Google Pay’s loss is Paytm and Phonepe’s gain
BENGALURU: Digital payments firms Phonepe and Paytm Payments Bank have increased their share of transactions on Unified Payments Interface (UPI) between November and January, while tech major Google Pay lost share due to the technical glitches faced by its banking partners.
While Phonepe and Paytm saw 100 million and 72 million additional transactions, respectively, during the period, the number of transactions for Google Pay fell by over 100 million from 960 million in November to 855 million at the end of January, National Payments Corporation of India (NPCI) data shows.
According to experts and bank executives, the rise in number of UPI transactions for Phonepe and Paytm was at the expense of Google Pay, as customers moved away due to decline rates on its platform, caused by infrastructure issues with banking partners. Google Pay’s banking partners include State Bank of India, HDFC Bank Ltd, Axis Bank Ltd and ICICI Bank Ltd.
In November-december, HDFC Bank and SBI saw outages on their tech stack, data centres and digital payment offerings. In December, SBI had one of the highest transaction failure rates of 8.96% on UPI, NPCI data showed.
“We have the highest end-toend success rates in UPI payments, according to NPCI data, and believe that overtime products always win. We are starting to see early signals of user preference,” said Phonepe co-founder Sameer Nigam.
Three banking and payments executives, requesting anonymity, said that earlier banks used to add the number of cashback transactions on Google Pay to its total number, but since they stopped doing so, the number of transactions might have fallen. Mint, however, could not ascertain whether this exercise was undertaken only for Google Pay or all payments apps on UPI.
“At times, there are problems in terms of where the money has to be credited to or from the bank where the funds will get debited. That could be any lender and not necessarily the four banks backing Google Pay,” said a senior executive in charge of digital payments at a private bank. Google Pay and NPCI did not respond to queries. PPB declined to comment.

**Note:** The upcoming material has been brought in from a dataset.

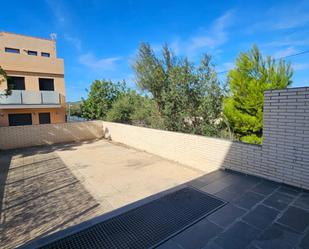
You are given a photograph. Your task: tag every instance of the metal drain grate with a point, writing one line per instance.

“The technology infrastructure from the architecture and capacity standpoint is not able to cope with the flood of transactions. When volumes go above planned threshold, architectural changes are needed and capacity upgrades take time. Empirical data shows that due to exponential rise in transaction volumes, banks may have some challenges and would undertake fixes,” said Kunal Pande, partner, KPMG.